Lewis W. Hine, 1905: Climbing into America; deutsche Erstausgabe, S. 83

Die deutsche Erstausgabe folgt in Inhalt und Gestaltung weitgehend der französischen, von P.O.L éditeurs herausgegebenen Ausgabe aus 1994. Sie enthält die folgenden Kapitel:

I. Die Träneninsel. Text von Georges Perec, in dem Geschichte und Funktionsweise der Einwanderungsinstitution Ellis Island dargestellt werden. Im Buch übernimmt dieser Text die Darstellung der Fakten, die im Film im Wesentlichen durch die Erläuterungen eines Fremdenführers vermittelt werden.

II. Beschreibung eines Weges. Essayhafter Text von Georges Perec, dessen Ausgangspunkt in einer vorangestellten Bemerkung benannt wird: „In New York fragte uns fast jeder, warum. Nicht warum ein Film über Ellis Island, sondern warum wir. Inwiefern uns, Robert Bober und Georges Perec, das betreffe?“ Und so bestehe ihr Vorhaben nicht nur darin, „diesen einzigartigen Ort [zu] beschreiben, sondern auch den Weg, der uns dorthin geführt hat.“ – Dieser Text wird im Film von Perec als Off-Kommentar gesprochen.

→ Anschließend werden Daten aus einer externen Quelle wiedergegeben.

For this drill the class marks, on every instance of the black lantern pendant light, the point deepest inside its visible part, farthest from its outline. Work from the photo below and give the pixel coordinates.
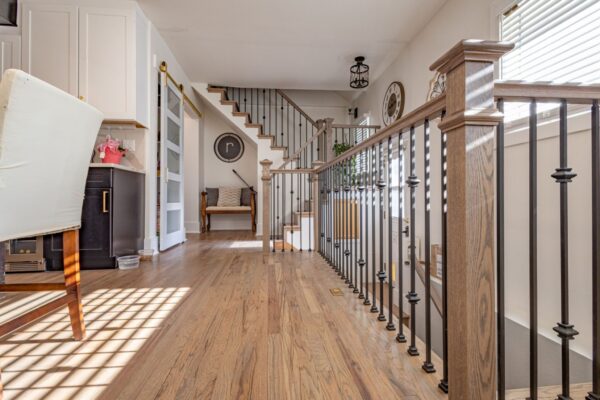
(359, 74)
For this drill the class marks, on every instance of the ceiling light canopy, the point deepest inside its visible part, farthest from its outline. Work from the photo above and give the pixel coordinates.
(359, 74)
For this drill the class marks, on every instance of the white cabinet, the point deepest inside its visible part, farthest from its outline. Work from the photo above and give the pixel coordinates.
(10, 52)
(96, 53)
(50, 44)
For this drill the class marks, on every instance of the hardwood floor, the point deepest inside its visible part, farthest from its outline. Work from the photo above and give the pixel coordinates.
(211, 319)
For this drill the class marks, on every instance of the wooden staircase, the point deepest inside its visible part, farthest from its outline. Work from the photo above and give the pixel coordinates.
(249, 123)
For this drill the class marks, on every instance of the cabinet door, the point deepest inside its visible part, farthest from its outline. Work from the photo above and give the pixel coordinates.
(10, 52)
(50, 44)
(95, 237)
(107, 61)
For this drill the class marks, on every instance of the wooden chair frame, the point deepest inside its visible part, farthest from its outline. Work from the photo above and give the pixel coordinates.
(72, 297)
(205, 214)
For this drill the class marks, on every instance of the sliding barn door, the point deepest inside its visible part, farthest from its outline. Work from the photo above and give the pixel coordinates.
(171, 165)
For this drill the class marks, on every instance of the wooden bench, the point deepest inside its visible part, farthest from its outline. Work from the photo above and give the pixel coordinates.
(206, 211)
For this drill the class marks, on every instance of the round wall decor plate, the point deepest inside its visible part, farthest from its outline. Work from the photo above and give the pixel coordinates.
(393, 103)
(229, 147)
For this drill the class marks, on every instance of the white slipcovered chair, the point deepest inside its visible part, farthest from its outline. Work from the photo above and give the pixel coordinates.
(46, 141)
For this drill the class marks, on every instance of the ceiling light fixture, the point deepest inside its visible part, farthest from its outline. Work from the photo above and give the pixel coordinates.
(359, 74)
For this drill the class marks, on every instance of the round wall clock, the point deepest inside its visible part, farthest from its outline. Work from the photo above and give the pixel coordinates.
(437, 86)
(393, 103)
(229, 147)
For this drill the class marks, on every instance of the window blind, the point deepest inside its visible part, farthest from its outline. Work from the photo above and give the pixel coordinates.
(555, 40)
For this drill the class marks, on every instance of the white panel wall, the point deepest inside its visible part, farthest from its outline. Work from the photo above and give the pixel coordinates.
(218, 173)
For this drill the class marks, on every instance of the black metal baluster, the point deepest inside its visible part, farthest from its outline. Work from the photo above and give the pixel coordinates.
(427, 364)
(276, 210)
(321, 213)
(328, 217)
(374, 308)
(347, 226)
(356, 225)
(300, 202)
(292, 211)
(311, 214)
(283, 202)
(533, 318)
(443, 385)
(400, 338)
(272, 212)
(336, 217)
(331, 216)
(500, 314)
(360, 201)
(390, 325)
(595, 393)
(412, 296)
(563, 176)
(381, 275)
(367, 302)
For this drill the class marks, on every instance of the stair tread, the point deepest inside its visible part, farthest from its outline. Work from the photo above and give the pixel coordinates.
(289, 227)
(216, 90)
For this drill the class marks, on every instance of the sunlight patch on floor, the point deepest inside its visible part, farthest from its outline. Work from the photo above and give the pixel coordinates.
(246, 244)
(44, 362)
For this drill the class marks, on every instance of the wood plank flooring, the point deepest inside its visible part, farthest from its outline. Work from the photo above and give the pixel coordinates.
(211, 319)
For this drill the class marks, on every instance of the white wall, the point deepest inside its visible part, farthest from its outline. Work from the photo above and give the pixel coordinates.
(445, 29)
(194, 176)
(218, 173)
(320, 104)
(159, 51)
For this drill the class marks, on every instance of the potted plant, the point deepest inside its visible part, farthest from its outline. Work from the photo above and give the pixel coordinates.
(111, 151)
(346, 207)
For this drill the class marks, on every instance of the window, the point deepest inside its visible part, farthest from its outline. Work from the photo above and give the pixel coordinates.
(360, 136)
(555, 40)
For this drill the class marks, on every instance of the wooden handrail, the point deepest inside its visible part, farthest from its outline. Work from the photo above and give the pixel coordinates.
(164, 69)
(430, 110)
(351, 126)
(294, 171)
(290, 101)
(304, 146)
(520, 91)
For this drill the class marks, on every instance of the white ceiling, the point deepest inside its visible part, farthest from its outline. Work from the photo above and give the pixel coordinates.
(288, 44)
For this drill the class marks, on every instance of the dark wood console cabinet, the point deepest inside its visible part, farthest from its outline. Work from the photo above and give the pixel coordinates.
(112, 221)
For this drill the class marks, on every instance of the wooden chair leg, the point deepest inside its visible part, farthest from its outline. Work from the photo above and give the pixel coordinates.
(72, 282)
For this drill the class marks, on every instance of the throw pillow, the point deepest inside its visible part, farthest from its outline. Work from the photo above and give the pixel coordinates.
(212, 197)
(246, 195)
(229, 197)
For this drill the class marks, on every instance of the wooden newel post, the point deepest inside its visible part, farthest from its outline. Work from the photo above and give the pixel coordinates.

III. Bildteil. Vierundzwanzig historische Schwarzweißphotographien, aufgenommen auf Ellis Island in den ersten Jahren des 20. Jahrhunderts, in der Mehrzahl von Lewis Hine.

IV. Standortbestimmungen. Eine kurze, teilweise stichwortartige Darstellung der Arbeitsweise von Bober und Perec: „Leute, die wir gesehen haben“, „Orte“ und ähnliche Listen.

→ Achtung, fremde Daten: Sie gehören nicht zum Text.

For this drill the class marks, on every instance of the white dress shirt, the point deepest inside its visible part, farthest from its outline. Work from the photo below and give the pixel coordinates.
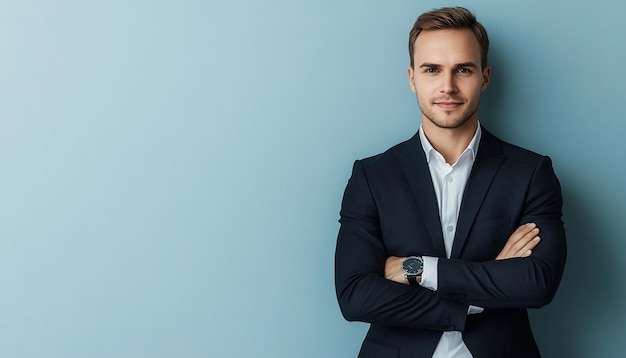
(449, 182)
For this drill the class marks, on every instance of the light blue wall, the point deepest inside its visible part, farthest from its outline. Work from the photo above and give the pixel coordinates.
(171, 171)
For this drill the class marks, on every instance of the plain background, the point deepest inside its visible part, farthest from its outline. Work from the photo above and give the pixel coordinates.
(171, 171)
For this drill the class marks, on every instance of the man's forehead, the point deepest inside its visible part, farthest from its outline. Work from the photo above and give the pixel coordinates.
(458, 44)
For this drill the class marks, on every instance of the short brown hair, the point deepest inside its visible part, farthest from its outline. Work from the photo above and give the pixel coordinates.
(450, 18)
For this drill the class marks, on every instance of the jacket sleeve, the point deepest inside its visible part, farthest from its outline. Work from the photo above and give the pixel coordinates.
(362, 291)
(529, 282)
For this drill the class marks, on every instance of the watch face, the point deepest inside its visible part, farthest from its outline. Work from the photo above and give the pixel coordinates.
(412, 266)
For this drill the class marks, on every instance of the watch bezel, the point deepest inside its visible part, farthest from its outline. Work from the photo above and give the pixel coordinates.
(408, 270)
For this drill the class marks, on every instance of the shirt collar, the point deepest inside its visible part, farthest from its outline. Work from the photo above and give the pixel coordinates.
(471, 149)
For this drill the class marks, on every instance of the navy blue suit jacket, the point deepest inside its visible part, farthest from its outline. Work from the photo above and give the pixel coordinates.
(390, 208)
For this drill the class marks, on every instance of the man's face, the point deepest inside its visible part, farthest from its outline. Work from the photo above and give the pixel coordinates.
(447, 77)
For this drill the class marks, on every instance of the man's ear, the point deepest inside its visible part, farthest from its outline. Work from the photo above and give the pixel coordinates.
(486, 77)
(412, 79)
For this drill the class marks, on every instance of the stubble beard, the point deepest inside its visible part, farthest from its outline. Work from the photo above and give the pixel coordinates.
(452, 122)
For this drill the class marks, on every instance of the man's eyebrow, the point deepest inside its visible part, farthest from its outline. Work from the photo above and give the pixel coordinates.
(467, 64)
(458, 65)
(429, 65)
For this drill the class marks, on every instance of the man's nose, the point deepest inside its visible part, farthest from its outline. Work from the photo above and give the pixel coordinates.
(448, 83)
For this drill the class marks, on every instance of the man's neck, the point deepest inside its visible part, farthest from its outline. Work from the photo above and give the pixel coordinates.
(450, 142)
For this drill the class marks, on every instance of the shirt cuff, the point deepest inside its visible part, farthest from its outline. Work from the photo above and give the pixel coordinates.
(429, 273)
(475, 310)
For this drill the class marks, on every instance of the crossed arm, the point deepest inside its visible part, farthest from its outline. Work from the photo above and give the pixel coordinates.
(520, 244)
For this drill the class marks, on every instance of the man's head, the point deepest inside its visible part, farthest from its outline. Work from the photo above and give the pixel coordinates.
(449, 69)
(450, 18)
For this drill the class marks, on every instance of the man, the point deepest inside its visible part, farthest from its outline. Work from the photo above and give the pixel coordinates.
(439, 246)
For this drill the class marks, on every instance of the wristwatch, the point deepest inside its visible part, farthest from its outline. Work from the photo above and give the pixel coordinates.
(412, 268)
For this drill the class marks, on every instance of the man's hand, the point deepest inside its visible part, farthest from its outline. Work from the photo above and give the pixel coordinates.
(393, 269)
(521, 242)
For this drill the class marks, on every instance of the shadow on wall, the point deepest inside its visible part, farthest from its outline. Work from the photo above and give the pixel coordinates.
(592, 287)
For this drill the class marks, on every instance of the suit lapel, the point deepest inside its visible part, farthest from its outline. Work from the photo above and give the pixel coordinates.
(413, 162)
(488, 160)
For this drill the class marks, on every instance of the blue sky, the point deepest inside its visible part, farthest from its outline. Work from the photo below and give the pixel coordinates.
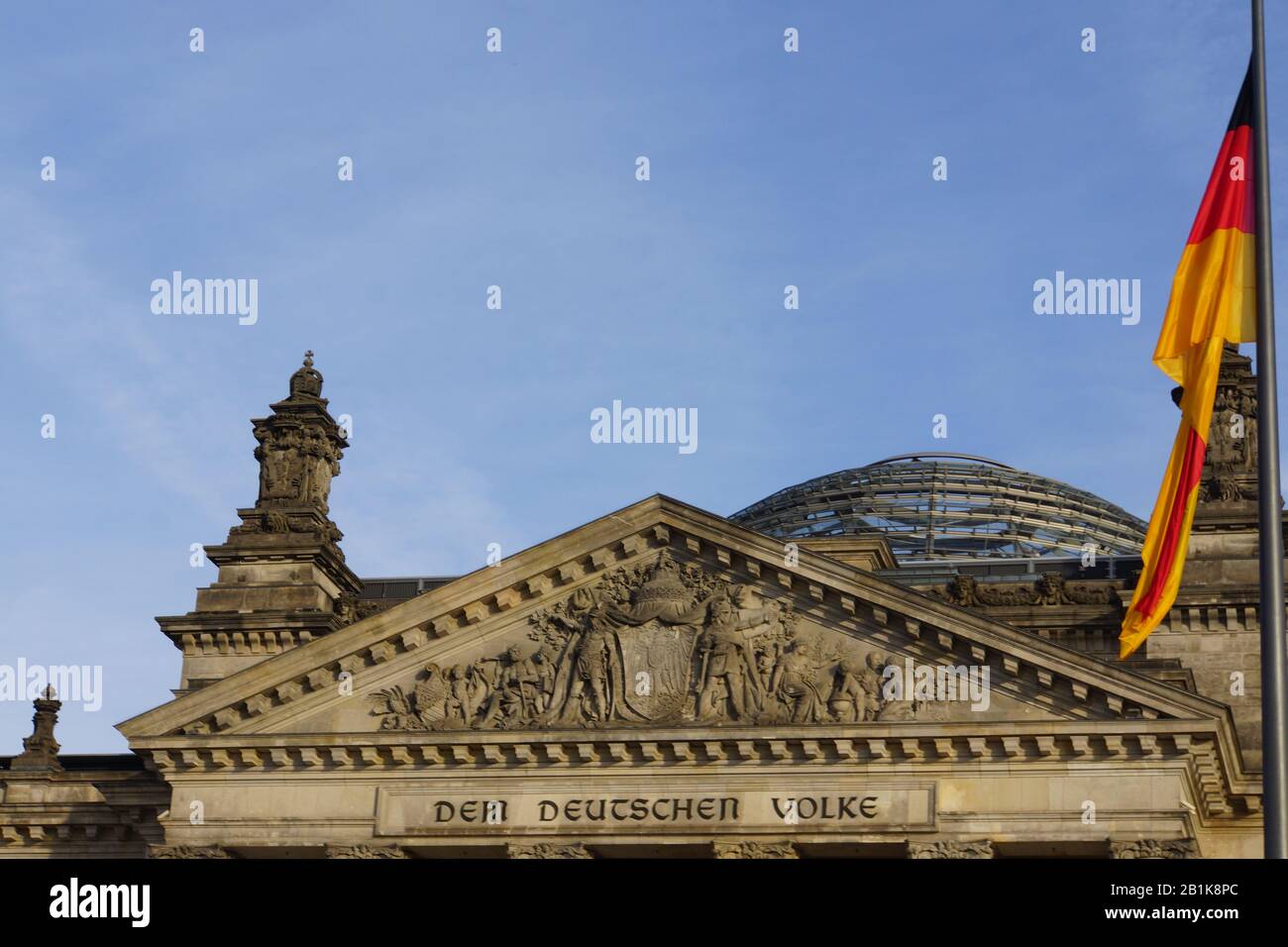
(518, 169)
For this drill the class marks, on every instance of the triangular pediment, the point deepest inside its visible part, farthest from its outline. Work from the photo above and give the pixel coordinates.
(662, 616)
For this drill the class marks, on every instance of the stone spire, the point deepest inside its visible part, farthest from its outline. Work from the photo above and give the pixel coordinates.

V. Erinnerungen. Transkriptionen von zehn Gesprächen Bobers und Perecs mit Einwanderern, deren erste Station in den USA Ellis Island war. Abgeschlossen wird das Kapitel mit einer Notiz zu einem Gespräch mit einer älteren, ursprünglich aus Rumänien stammenden Frau, die zu den ca. 250.000 Menschen gehörte, denen auf Ellis Island die Einwanderung in die USA verweigert wurde.

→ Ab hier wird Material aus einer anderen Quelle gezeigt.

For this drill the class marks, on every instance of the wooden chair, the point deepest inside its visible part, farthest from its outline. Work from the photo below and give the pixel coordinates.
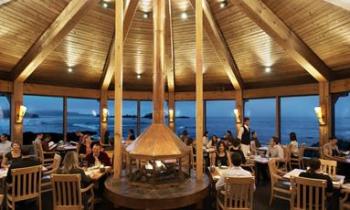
(25, 185)
(46, 158)
(344, 203)
(46, 180)
(329, 167)
(297, 161)
(279, 185)
(237, 194)
(67, 193)
(308, 193)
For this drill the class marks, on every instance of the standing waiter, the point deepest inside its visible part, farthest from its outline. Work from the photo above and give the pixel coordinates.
(244, 136)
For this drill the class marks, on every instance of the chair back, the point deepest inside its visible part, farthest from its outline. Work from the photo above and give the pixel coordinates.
(238, 193)
(329, 167)
(26, 183)
(308, 193)
(66, 192)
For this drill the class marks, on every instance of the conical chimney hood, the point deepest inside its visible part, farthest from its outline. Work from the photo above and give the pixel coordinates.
(158, 141)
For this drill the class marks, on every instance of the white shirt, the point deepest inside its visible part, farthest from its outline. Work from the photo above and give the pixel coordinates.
(232, 172)
(241, 131)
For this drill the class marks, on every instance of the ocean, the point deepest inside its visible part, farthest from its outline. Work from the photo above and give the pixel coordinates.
(305, 128)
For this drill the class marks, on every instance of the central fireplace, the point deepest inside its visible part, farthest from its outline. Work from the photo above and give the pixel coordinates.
(158, 157)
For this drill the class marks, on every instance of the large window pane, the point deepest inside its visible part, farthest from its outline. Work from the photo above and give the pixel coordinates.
(220, 117)
(5, 114)
(262, 113)
(185, 112)
(342, 118)
(83, 115)
(298, 115)
(44, 115)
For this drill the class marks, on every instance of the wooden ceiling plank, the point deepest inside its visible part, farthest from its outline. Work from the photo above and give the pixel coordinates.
(51, 38)
(345, 4)
(108, 71)
(279, 31)
(216, 37)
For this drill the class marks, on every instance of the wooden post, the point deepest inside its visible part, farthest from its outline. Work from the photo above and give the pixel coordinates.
(240, 108)
(65, 124)
(103, 105)
(199, 88)
(326, 108)
(118, 87)
(16, 102)
(278, 117)
(158, 60)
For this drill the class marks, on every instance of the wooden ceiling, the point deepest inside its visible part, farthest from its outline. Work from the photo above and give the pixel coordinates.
(323, 27)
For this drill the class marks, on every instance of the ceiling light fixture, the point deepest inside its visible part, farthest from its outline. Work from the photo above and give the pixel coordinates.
(184, 16)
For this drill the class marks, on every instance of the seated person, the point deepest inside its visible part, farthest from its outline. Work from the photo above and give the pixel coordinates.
(222, 156)
(5, 145)
(314, 172)
(98, 157)
(236, 148)
(235, 171)
(14, 155)
(331, 151)
(275, 150)
(254, 143)
(71, 166)
(293, 145)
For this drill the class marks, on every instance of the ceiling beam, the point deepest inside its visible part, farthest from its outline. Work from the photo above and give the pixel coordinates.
(169, 52)
(108, 69)
(257, 11)
(51, 38)
(345, 4)
(223, 51)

Ergänzt werden die Texte und das historische Bildmaterial durch einige Photographien von den Dreharbeiten.

Ausgaben

  • Récits d'Ellis Island: Histoires d'errance et d'espoir. (Französische Erstausgabe.) Éditions du Sorbier / Institut National de l'audiovisuel, Paris 1980.
  • Récits d'Ellis Island: Histoires d'errance et d'espoir. (Erweiterte französische Ausgabe.) P.O.L éditeurs, Paris 1994, ISBN 2-86744-430-6.
  • Récits d'Ellis Island: Histoires d'errance et d'espoir. (Neuauflage der erweiterten französischen Ausgabe.) P.O.L éditeur, Paris 2022, ISBN 978-2-8180-5093-4.
  • Geschichten von Ellis Island oder Wie man Amerikaner macht. (Deutsche Erstausgabe; aus dem Französischen von Eugen Helmlé.) Verlag Klaus Wagenbach, Berlin 1997, ISBN 3-8031-3592-3.
  • Georges Perec: Ellis Island. (Enthält die Texte Die Träneninsel und Beschreibung eines Weges.) Diaphanes, Zürich 2016, ISBN 978-3-03734-628-0.

Einzelnachweise

  1. David Bellos: Georges Perec: Une vie dans les mots. Éditions du Seuil, Paris 2022, ISBN 978-2-02-152857-2. Das Zitat im Original: „Lorsque Perec se rendit compte qu'Ellis Island n’était que des bâtisses en ruine habitées par les oiseaux et les rats, et que l’idée de Bober était de faire un film sur le délabrement et l’abandon l’écrivain changea d’avis.“
  2. Alle wörtlichen Zitate sind, wenn nicht im Einzelnen anders angegeben, der deutschen Erstausgabe des Buches entnommen.
  3. Gemäß Vorwort in: Georges Perec: Ellis Island. 1995er Ausgabe von P.O.L éditeurs.
  4. Preisträger des Festival dei Popoli, Florenz 1980 (italienisch, abgerufen am 27. Februar 2023).